En matière sociale, les États membres restent les premiers maîtres à bord, et les tensions observées durant les négociations de textes emblématiques comme les règles de l’UE relatives à la coordination des systèmes de sécurité sociale en disent long sur la complexité de l’ambition d’approfondir l’Europe sociale.
Le sujet de l’Europe sociale reste sensible, et Bruxelles a tendance à manquer de leviers d’action: en effet, en la matière, les États membres restent les premiers maîtres à bord, et les tensions observées durant les négociations de textes emblématiques comme la directive sur le travail détaché, le texte visant à équilibrer la vie professionnelle et la vie privée (en légiférant sur la durée minimum des congés parentaux et de paternité), les conditions d’emploi des travailleurs des plateformes ou les règles de l’UE relatives à la coordination des systèmes de sécurité sociale (qui n’ont au demeurant jamais fait l’objet d’un accord à l’échelon européen) en disent long sur la complexité de l’ambition d’approfondir l’Europe sociale. Car la compétence «sociale» reste avant tout entre les mains des capitales européennes. Et ces dernières n’ont aucune envie de lâcher du lest, redoutant notamment une forme d’uniformisation des modèles sociaux – qui, actuellement, diffèrent d’un pays à l’autre. Les longs débats autour des salaires minimums «adéquats» en Europe avaient par exemple grandement inquiété les pays scandinaves qui n’ont pas de salaires minimums en tant que tels, mais des systèmes reposant sur des conventions collectives négociées, branche par branche, entre les employeurs et les syndicats.

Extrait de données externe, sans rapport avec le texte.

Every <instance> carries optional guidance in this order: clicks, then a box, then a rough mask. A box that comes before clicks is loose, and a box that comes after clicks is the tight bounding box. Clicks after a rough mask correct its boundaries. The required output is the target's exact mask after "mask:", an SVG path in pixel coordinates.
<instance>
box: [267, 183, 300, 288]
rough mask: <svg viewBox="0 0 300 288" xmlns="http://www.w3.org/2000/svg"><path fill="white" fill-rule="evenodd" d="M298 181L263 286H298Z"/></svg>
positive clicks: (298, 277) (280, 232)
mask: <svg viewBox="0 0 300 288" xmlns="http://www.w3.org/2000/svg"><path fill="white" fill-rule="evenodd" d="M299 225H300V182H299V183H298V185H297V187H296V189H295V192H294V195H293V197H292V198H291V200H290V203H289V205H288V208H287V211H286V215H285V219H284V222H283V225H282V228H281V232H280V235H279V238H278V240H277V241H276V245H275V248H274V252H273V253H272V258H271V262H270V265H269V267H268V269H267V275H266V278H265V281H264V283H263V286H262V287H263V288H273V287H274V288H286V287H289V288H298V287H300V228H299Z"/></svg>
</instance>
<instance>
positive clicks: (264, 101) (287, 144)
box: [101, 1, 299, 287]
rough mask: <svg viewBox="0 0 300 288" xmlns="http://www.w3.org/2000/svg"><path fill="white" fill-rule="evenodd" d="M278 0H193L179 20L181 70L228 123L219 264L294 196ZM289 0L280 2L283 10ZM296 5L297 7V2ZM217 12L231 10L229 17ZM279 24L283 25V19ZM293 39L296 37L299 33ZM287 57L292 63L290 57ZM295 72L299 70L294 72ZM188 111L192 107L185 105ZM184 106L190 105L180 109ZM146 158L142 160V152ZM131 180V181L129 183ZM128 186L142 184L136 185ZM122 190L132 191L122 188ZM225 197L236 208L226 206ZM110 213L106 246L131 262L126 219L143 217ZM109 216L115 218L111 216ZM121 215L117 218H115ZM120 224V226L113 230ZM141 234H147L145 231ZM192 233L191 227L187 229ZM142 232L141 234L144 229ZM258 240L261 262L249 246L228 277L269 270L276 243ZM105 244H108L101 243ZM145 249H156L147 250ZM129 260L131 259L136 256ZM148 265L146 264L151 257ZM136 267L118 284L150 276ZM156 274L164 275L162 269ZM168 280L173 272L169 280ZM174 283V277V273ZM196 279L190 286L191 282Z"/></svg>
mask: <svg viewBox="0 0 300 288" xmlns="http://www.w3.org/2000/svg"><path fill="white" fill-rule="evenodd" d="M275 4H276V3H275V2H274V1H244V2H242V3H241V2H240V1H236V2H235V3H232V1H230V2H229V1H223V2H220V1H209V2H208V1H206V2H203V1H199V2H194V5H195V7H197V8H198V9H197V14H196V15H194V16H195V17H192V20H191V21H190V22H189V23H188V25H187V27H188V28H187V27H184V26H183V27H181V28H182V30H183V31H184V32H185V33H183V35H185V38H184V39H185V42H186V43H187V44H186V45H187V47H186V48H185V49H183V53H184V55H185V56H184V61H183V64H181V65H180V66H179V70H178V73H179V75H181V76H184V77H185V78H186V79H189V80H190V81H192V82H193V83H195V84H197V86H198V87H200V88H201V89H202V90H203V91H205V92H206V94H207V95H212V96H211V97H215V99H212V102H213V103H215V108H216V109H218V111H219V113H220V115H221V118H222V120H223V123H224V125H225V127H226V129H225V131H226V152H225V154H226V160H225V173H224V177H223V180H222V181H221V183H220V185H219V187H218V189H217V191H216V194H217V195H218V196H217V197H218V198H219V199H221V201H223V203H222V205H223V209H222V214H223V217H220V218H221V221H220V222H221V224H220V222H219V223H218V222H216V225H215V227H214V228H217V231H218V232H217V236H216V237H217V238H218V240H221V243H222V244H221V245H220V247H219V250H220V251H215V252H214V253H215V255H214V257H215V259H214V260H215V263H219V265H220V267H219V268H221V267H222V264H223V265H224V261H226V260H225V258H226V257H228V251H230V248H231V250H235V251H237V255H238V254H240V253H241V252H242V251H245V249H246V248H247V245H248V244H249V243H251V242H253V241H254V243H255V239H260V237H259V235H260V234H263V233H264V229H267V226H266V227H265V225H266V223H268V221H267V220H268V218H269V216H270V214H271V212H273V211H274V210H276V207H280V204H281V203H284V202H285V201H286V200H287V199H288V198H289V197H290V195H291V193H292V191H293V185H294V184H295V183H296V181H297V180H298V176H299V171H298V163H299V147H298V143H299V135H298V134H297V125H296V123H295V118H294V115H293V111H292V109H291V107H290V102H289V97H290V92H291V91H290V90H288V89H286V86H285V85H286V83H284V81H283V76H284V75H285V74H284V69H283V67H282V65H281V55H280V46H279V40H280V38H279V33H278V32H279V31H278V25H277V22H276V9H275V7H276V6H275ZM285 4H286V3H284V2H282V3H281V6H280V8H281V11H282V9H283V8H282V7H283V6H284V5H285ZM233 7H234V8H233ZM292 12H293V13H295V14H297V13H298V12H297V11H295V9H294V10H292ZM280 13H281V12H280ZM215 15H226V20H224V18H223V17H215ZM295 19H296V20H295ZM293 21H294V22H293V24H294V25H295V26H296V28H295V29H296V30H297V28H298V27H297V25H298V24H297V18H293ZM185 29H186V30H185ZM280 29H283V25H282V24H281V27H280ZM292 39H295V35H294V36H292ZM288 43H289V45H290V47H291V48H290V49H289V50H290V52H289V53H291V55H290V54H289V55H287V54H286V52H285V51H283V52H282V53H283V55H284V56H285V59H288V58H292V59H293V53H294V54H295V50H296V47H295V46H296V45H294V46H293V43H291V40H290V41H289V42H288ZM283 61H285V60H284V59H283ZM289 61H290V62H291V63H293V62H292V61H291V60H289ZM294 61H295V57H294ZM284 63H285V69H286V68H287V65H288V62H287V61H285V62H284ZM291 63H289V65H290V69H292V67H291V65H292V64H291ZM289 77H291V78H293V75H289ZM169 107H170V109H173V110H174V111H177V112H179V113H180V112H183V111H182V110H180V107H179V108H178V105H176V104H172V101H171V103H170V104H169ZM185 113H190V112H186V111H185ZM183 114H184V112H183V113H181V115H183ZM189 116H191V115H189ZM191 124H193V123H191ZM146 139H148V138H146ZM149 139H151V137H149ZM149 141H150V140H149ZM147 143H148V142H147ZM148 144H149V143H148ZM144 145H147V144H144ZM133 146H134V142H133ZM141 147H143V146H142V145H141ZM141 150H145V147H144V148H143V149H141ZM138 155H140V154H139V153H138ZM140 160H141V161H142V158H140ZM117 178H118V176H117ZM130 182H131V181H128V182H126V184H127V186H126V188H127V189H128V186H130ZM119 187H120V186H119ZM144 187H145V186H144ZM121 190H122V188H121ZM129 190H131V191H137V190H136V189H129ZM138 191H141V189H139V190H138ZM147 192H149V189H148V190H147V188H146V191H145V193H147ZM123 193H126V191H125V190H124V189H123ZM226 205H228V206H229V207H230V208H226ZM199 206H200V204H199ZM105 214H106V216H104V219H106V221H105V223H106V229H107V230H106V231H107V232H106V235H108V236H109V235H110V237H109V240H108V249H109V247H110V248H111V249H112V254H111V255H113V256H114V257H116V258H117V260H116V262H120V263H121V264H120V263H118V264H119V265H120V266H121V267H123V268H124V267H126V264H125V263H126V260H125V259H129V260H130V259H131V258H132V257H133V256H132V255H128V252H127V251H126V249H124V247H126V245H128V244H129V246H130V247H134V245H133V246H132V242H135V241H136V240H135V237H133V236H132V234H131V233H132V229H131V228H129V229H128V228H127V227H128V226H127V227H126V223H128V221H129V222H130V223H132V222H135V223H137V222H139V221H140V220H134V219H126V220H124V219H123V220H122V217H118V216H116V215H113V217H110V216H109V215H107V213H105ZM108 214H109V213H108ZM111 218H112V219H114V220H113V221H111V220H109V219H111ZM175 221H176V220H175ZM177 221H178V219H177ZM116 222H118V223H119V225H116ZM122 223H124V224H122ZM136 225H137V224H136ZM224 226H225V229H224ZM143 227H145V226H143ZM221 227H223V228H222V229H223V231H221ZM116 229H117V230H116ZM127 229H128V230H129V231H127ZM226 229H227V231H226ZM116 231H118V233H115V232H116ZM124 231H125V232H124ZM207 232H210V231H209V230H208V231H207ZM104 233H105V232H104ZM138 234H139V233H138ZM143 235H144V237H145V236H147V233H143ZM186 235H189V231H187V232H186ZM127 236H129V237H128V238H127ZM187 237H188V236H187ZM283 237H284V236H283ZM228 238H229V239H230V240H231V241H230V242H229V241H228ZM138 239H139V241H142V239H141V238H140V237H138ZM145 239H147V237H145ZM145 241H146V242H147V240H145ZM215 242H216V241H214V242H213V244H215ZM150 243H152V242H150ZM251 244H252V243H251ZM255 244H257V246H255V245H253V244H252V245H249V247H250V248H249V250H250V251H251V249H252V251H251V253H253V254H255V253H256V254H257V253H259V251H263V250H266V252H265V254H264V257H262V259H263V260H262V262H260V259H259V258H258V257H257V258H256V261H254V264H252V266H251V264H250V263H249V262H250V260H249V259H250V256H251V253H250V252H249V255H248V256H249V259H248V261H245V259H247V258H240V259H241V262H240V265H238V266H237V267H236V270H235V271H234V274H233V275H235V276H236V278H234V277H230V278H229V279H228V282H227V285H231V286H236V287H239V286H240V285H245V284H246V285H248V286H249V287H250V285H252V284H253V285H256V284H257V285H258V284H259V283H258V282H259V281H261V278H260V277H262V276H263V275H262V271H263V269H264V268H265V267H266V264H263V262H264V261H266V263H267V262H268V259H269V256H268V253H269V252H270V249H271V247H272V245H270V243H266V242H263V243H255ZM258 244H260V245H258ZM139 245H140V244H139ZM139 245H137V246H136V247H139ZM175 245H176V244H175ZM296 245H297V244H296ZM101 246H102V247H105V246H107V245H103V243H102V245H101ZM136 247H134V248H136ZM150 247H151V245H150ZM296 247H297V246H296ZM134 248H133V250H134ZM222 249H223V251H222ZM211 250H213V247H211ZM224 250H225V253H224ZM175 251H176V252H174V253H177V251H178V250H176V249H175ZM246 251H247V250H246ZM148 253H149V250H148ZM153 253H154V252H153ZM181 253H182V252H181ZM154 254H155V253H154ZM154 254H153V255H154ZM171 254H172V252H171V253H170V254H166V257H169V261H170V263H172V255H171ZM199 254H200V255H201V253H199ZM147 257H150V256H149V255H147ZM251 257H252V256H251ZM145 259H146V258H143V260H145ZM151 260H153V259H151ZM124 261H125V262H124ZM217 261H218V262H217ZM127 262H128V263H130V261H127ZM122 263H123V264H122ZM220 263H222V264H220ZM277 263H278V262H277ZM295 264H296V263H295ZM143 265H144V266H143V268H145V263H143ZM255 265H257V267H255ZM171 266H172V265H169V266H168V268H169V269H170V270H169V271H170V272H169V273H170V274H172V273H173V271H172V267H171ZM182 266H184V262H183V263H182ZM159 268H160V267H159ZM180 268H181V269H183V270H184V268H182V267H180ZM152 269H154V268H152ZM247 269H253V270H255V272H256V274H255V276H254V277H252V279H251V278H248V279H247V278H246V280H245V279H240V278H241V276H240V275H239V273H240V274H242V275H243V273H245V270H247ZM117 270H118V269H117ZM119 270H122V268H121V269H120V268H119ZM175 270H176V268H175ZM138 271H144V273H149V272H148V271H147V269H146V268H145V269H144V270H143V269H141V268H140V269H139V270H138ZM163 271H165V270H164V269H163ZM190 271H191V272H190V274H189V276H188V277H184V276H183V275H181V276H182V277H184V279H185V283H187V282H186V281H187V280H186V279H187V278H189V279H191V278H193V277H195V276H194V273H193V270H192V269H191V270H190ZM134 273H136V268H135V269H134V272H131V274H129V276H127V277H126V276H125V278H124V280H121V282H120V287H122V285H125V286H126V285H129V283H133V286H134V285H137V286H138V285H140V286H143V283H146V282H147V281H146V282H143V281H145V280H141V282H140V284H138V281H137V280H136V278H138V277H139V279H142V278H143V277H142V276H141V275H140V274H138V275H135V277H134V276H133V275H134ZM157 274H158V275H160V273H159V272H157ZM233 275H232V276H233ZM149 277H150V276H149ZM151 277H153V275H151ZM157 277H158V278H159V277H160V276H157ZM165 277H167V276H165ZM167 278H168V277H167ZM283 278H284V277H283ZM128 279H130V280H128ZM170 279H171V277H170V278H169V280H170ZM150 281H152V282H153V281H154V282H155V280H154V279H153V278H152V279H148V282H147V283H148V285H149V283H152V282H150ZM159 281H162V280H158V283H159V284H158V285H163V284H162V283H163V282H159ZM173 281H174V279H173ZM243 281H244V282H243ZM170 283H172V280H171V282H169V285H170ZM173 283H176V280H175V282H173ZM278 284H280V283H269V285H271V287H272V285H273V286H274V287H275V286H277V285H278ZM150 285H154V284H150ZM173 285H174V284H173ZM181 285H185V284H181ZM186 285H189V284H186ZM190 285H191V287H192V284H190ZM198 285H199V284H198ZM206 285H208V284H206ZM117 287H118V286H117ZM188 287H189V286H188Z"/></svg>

Résultat: à Bruxelles, les effets d’annonce se multiplient, sans toujours parvenir à des avancées concrètes. Pourtant, comme le rappelle dans une tribune l’économiste Bruno Coquet, la «finalité sociale» du projet européen est inscrite noir sur blanc dès «les premières pages du traité de Rome», qui mentionne la nécessité d’«assurer par une action commune le progrès économique et social de leurs pays en éliminant les barrières qui divisent l’Europe» et assigne «pour but essentiel […] l’amélioration constante des conditions de vie et d’emploi de leurs peuples». Près de 70 ans plus tard, Ursula von der Leyen pourrait être bien avisée de ressortir ce traité de ses tiroirs.